Gli onori delle armi ai francesi di nuovo in coppia sul podio della corsa più amata a trent’anni esatti dalla vittoria di Laurent Fignon e dal secondo posto di Bernard Hinault. Gli eroi nazionali sono loro: Thibaut Pinot, terzo a Parigi, giovane speranza del ciclismo transalpino e Jean-Christophe Peraud, secondo, che giovanissimo non lo è più visti i suoi 37 anni. Peraud qualcosa da dire o meglio da insegnare ce l’ha ancora. Come le congiunzioni avversative d’italica memoria legano due proposizioni in contrasto tra loro, ecco Peraud che ci racconta un ciclismo moderno dal sapore antico quando gli eroi erano spazzacamini, muratori e carrettieri.

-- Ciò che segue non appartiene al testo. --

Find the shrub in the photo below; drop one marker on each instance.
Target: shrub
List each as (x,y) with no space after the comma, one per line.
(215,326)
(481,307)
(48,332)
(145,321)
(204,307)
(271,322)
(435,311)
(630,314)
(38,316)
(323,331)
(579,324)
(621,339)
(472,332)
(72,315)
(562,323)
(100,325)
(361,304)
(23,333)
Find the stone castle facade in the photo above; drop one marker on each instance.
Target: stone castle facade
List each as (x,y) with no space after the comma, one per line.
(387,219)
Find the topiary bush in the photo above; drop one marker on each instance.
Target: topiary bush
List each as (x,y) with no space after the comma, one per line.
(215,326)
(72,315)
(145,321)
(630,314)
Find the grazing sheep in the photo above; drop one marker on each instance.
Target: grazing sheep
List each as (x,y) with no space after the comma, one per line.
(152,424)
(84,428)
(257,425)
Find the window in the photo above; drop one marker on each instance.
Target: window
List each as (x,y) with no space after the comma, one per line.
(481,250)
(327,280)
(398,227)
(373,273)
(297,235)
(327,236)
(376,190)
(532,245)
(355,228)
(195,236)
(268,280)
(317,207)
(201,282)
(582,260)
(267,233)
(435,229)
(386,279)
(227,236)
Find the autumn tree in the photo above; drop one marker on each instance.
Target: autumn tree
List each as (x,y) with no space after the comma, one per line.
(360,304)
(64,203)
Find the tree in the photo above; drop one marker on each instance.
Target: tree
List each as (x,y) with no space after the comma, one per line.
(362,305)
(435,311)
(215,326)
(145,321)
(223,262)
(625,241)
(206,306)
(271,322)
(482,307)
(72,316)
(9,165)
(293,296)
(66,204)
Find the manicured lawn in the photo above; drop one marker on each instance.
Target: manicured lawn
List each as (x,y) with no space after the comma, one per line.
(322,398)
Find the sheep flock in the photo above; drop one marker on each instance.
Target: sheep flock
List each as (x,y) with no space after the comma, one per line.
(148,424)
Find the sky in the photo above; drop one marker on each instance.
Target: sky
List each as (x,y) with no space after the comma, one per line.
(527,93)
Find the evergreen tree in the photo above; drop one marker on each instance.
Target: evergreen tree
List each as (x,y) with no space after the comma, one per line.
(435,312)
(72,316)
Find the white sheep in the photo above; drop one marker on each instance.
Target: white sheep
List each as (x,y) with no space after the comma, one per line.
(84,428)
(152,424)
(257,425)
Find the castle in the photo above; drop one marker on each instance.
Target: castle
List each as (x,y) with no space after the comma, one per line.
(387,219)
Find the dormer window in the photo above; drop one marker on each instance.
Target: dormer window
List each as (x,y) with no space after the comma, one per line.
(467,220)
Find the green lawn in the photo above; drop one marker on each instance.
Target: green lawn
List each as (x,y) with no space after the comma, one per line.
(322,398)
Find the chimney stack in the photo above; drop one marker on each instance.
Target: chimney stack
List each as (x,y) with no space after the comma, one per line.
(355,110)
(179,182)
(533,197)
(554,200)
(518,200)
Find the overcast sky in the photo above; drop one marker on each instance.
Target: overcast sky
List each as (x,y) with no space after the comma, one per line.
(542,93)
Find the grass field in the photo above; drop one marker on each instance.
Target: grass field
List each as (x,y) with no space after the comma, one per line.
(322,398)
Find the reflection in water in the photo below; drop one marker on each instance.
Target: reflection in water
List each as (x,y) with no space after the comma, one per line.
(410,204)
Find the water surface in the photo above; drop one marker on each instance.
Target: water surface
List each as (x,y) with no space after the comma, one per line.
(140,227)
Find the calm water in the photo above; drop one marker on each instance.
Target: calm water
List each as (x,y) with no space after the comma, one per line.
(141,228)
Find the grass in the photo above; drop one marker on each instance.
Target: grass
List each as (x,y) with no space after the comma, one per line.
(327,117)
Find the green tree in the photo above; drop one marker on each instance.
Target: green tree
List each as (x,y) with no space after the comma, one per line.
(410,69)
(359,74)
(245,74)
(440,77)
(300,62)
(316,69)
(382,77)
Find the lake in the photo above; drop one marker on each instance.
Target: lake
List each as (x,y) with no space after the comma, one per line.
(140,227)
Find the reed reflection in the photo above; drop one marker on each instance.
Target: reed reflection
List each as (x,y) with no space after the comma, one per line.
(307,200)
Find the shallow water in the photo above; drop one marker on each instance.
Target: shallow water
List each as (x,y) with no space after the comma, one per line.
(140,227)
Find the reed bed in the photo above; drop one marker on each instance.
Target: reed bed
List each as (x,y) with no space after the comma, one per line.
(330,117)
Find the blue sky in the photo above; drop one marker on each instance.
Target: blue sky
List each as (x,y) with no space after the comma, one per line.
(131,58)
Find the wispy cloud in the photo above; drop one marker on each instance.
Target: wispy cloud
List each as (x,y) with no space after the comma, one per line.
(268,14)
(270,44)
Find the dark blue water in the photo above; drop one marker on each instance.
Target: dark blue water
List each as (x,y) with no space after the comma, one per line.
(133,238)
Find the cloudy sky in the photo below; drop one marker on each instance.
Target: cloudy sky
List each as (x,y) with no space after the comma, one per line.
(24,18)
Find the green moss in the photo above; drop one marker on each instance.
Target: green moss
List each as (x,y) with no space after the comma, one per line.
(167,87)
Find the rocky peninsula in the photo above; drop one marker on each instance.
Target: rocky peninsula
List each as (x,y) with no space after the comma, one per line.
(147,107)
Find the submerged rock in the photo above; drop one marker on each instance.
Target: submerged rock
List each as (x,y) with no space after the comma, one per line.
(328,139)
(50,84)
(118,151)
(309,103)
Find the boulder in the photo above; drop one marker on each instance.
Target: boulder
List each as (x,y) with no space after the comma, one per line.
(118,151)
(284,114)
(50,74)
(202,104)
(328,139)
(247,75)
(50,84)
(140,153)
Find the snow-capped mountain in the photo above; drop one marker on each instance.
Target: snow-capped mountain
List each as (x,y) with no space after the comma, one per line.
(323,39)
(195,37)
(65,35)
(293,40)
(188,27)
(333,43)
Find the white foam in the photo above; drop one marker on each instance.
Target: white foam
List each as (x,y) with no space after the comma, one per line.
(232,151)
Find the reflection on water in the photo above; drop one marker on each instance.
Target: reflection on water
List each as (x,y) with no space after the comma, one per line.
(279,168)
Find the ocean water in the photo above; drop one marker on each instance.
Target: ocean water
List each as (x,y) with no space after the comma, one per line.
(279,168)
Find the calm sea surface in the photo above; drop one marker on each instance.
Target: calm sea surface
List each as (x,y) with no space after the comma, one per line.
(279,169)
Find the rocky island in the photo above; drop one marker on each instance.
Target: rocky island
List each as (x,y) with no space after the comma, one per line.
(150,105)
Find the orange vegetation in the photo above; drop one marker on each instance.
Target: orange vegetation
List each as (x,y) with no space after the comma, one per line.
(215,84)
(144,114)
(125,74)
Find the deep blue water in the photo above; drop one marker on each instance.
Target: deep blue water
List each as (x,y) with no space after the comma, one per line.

Oggi certi mestieri non ci sono più o non li vogliamo più fare così troviamo alla destra della maglia gialla un ciclista laureato in ingegneria energetica ed ambientale all’Istituto Nazionale di Scienze Applicate (INSA) di Lione. Storie d’altri tempi possibili solo quando hai un bel posto di lavoro all’Areva, colosso francese dell’energia nucleare e passi professionista a 33 anni cioè quando gli altri iniziano a pensare a cosa fare del proprio futuro. Jean-Christophe, che non è una meteora visto l’argento olimpico di Pechino 2008 nellla mountain bike, aveva un conto in sospeso con il Tour. Lo scorso anno lottava per un buon piazzamento nei primi dieci. La mattina della 17° tappa, la cronometro individuale da Embrum a Chorges, si ritrova nono in classifica generale. Durante la ricognizione del percorso una caduta. Diagnosi: clavicola fratturata, ma Peraud, “le vieux qui grimpe” (il vecchio scalatore) come lo chiamano i francesi, non abbandona e si schiera ai nastri di partenza. Viaggia su una lastra di ghiaccio lunga 30 km sapendo che un’ulteriore caduta può essergli fatale. All’ultima curva, quando mancano due chilometri all’arrivo, la ruota anteriore perde aderenza, la spalla picchia l’asfalto in maniera ignobile con la corsa che finisce all’istante. In lacrime.
Dopo Nibali c’è e ci deve essere per forza il cuore impavido di Peraud Jean-Christophe. Su questo concordiamo con i francesi. Noi intanto ci portiamo a casa la maglia gialla e visto che ci siamo prendiamo a prestito come piccolo pegno a conguaglio delle spoliazioni napoleoniche le parole del poeta Paul Valery: «Il modo migliore per realizzare un sogno è quello di svegliarsi». Sui Campi Elisi l’Italia s’è desta.